Digital transformation has been an industry buzzword for years. Yet, the real value of digital organizations was never made clearer than in the early weeks of the COVID-19 pandemic and the onset of stay-at-home orders. In the mid-market particularly, the transition to digital and data-driven environments has felt like an almost insurmountable challenge and journey that would take any organization years to achieve. We’re now playing catch-up in our new reality.
In a matter of weeks, the industry shifted its workforce from entrenched branch-based settings to their homes. Like other historical instances, the pandemic revealed a real vulnerability for banks that weren’t prepared to operate in digital environments.
We’ve also seen the industry pivot to rapidly stand up new digital tools and automation capabilities to help service small business loans under the CARES Act Payroll Protection Program. In a mere matter of weeks in March and April 2020, banks across the United States mobilized to accept small business loan applications from their customers under the Paycheck Protection Program (PPP).
The short timelines and national pressures of the CARES Act and PPP allowed no margin for delay and forced banks to respond with a degree of agility and speed that many only aspired to previously. Banks that acted decisively were able to deliver value via digital channels to their clients and communities at a time of great need. Those that took the more traditional path to technology innovation – trying to “perfect” their solutions – often found their clients at the back of the line for critical funding.
Having helped more than 25 banks stand up PPP loan origination capabilities in only a week, West Monroe had a unique view into this effort. Prior to COVID-19, the thinking was it would take months to stand up new tech-equipped lending groups, but our own team helped clients stand up new automated lending solutions in a matter of days—allowing our clients to process 46,000 loans in the first few weeks of the program. We saw firsthand banks shift to an agile mindset where sound solutions with an emphasis on creating meaningful interactions with customers were prioritized over “perfection.” Banks can move fast when they need to.

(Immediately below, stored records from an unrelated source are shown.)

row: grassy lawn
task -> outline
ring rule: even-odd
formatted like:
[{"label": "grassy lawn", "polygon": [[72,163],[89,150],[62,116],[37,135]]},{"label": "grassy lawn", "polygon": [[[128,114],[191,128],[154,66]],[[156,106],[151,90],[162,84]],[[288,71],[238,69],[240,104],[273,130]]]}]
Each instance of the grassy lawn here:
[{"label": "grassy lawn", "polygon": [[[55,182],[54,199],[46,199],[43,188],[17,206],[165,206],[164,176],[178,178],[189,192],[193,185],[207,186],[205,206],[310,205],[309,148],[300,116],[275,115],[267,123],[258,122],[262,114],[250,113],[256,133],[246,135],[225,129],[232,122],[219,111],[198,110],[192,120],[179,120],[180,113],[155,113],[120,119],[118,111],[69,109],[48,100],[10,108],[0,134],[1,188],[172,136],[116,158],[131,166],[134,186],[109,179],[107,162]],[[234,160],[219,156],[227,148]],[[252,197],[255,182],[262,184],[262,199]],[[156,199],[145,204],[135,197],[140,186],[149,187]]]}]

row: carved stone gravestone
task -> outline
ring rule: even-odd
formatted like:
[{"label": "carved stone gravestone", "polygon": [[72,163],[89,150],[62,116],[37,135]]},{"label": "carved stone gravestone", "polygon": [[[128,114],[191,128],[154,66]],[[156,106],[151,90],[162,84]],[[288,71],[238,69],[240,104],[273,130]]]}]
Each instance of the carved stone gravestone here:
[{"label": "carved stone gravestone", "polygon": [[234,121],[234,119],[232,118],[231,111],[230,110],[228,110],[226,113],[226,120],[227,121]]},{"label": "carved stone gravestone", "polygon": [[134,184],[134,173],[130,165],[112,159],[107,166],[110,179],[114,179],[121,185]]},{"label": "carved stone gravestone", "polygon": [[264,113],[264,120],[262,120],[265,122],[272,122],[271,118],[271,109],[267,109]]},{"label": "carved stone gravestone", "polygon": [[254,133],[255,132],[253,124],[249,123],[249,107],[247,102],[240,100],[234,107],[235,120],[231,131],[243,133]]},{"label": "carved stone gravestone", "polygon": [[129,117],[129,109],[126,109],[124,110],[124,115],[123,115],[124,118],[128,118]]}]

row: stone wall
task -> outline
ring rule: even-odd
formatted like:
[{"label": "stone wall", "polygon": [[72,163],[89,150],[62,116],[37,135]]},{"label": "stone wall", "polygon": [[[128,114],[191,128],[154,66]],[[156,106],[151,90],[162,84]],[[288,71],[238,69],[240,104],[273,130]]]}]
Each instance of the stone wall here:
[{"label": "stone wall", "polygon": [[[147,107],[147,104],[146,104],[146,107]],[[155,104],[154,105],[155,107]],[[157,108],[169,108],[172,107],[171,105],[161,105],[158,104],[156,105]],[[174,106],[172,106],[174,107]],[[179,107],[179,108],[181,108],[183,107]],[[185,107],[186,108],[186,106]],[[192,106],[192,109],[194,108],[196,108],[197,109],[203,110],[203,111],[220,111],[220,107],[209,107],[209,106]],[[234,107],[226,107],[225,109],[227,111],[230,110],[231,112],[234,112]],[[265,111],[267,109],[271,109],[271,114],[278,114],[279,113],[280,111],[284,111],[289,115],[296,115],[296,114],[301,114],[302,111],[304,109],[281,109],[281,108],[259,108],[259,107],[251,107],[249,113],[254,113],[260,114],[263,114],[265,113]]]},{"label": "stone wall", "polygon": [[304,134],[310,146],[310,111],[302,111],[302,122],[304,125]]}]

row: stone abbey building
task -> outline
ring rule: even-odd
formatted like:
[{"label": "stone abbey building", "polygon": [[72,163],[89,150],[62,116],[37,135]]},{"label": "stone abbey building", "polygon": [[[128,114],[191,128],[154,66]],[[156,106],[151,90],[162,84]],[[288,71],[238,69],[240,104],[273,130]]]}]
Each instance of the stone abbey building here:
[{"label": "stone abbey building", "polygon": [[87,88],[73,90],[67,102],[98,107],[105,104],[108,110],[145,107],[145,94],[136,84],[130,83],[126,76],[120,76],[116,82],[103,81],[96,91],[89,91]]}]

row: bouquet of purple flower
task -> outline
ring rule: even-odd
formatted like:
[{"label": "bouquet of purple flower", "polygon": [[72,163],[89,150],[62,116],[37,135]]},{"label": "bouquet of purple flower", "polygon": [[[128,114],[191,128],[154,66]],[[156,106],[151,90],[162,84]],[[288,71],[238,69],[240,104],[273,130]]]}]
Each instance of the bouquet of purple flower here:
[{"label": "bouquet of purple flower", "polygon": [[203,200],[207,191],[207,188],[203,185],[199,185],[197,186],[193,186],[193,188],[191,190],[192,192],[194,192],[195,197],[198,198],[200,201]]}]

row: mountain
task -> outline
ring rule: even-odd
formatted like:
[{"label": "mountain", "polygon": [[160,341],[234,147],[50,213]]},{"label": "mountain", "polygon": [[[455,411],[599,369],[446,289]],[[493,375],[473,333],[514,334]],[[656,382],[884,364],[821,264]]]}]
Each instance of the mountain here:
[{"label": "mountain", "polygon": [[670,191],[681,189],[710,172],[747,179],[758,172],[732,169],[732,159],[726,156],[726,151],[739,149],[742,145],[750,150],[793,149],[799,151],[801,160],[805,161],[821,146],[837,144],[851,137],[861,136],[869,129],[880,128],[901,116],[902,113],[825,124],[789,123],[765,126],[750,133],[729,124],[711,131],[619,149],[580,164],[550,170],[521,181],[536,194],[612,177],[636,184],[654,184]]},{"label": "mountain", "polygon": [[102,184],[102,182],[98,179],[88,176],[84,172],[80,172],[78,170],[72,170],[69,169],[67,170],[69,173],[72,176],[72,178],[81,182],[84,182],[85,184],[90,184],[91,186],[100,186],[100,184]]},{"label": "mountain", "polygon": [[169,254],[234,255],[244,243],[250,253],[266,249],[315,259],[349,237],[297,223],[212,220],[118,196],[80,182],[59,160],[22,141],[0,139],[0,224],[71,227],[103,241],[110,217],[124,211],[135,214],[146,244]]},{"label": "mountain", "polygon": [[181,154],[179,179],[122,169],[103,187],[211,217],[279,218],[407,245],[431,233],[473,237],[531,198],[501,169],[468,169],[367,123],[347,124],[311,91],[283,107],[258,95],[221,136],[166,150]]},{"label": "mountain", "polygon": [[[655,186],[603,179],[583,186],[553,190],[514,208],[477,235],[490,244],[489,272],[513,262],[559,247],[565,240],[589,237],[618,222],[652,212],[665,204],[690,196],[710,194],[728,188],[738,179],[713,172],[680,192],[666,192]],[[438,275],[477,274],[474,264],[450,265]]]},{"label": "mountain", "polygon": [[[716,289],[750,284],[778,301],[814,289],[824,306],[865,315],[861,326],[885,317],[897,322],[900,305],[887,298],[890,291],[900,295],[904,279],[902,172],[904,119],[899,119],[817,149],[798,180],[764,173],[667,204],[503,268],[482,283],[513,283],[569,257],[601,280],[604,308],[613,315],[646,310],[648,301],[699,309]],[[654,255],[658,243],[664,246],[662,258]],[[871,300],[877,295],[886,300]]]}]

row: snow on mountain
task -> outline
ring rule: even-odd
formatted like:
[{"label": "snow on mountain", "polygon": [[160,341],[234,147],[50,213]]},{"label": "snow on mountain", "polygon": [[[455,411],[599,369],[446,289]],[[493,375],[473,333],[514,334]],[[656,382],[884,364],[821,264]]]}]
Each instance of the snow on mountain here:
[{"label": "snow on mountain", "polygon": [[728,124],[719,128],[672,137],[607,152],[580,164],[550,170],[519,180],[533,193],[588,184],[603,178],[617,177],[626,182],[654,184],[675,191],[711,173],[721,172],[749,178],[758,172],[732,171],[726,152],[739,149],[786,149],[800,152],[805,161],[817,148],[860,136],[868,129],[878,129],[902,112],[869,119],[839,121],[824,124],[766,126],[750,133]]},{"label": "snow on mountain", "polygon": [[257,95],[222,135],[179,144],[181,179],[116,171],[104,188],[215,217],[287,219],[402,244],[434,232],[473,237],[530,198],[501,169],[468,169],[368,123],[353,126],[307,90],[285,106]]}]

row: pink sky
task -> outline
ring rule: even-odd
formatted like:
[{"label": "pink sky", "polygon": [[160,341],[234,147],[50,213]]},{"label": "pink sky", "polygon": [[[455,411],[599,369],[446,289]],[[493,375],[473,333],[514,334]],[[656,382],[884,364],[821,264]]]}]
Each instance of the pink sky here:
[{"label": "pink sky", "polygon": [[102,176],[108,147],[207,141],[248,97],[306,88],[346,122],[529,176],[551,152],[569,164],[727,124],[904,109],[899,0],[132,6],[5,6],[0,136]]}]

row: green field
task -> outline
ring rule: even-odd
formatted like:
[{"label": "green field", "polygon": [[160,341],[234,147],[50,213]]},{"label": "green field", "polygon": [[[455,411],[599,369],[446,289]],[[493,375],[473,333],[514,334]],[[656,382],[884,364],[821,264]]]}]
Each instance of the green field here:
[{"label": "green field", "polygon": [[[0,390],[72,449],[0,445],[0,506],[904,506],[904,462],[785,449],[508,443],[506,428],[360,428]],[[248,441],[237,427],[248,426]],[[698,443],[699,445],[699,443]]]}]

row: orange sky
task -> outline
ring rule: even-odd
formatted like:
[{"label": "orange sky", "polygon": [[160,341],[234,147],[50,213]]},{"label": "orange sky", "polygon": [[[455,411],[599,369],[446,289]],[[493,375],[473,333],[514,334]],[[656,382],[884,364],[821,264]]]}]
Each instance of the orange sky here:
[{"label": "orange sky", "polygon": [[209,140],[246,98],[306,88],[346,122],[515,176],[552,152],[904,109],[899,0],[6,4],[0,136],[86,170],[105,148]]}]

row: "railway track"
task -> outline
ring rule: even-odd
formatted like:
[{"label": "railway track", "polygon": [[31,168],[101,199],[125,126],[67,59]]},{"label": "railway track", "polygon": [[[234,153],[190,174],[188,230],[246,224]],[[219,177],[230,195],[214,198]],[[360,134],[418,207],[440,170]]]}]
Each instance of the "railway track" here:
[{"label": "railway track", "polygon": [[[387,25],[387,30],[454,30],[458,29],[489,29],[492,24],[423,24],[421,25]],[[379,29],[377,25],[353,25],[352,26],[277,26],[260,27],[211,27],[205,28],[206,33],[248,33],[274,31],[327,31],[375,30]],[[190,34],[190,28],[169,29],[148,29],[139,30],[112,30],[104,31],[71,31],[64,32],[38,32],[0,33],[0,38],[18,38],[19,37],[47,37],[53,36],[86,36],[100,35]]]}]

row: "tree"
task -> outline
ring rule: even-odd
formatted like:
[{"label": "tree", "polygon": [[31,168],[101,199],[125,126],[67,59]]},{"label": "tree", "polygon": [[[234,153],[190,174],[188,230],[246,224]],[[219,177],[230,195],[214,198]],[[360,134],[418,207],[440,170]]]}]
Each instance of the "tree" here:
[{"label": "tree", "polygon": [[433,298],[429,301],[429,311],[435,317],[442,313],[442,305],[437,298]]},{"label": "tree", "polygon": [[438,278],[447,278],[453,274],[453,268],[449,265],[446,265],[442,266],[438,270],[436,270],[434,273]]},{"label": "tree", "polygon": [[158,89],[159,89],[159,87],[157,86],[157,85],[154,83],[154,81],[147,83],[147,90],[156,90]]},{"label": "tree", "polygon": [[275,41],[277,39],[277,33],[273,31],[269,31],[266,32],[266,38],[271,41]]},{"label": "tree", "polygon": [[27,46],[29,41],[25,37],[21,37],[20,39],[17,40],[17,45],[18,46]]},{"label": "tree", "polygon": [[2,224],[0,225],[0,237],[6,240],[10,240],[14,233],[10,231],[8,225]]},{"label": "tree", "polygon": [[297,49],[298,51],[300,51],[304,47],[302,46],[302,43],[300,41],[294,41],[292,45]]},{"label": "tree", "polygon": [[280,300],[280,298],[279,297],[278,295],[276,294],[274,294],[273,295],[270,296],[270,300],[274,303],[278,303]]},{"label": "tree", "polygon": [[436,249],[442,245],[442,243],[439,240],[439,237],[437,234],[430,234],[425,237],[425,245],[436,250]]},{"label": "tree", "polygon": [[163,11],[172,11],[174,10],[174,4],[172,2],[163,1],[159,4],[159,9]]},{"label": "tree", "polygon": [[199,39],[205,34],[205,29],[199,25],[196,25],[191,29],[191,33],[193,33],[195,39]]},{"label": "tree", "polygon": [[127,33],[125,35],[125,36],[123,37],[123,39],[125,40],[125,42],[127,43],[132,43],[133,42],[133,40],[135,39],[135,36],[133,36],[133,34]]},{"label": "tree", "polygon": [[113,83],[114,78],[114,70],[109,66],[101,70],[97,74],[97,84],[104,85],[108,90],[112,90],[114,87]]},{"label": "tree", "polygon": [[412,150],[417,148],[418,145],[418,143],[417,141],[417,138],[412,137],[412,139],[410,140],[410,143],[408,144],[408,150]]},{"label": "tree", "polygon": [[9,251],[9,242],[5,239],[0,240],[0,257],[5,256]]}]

It is reasonable to expect that demand for digital interaction will only increase, especially coming out of the COVID-19 pandemic. Apart from industry “wins” in moving workforces offsite and responding to the PPP, social distancing has also already overturned what we “knew” about customer interactions as we’ve moved to almost exclusively digital interactions.
How will desired interactions change going forward? The customer journey and experience will be forever different. While we expect to regain some in-person interaction in the future, it is unreasonable think we will one day simply return to “normal.” Banks would be wise to leverage the intense focus provided by COVID-19 and invest in the technology and experiences the post-pandemic economy—and the customer—demands.
Experts expect the public health crisis to subside sometime in the next 12-18 months and it is reasonable to assume that the economy will eventually stabilize and ultimately recover, yet more permanent change is already in motion. COVID-19 has forced our hand in changing the way businesses operate, but also in how they interact with customers.
Banks would be prudent to leverage 2020 with a vision of longer-term impacts in mind. When we look back 3-5 years from now, there will undoubtedly be winners and losers. We’re placing a bet that the “winners” will be those who doubled down and invested in tools, technology, and processes that enabled their bank to compete in the new post-COVID-19 economy.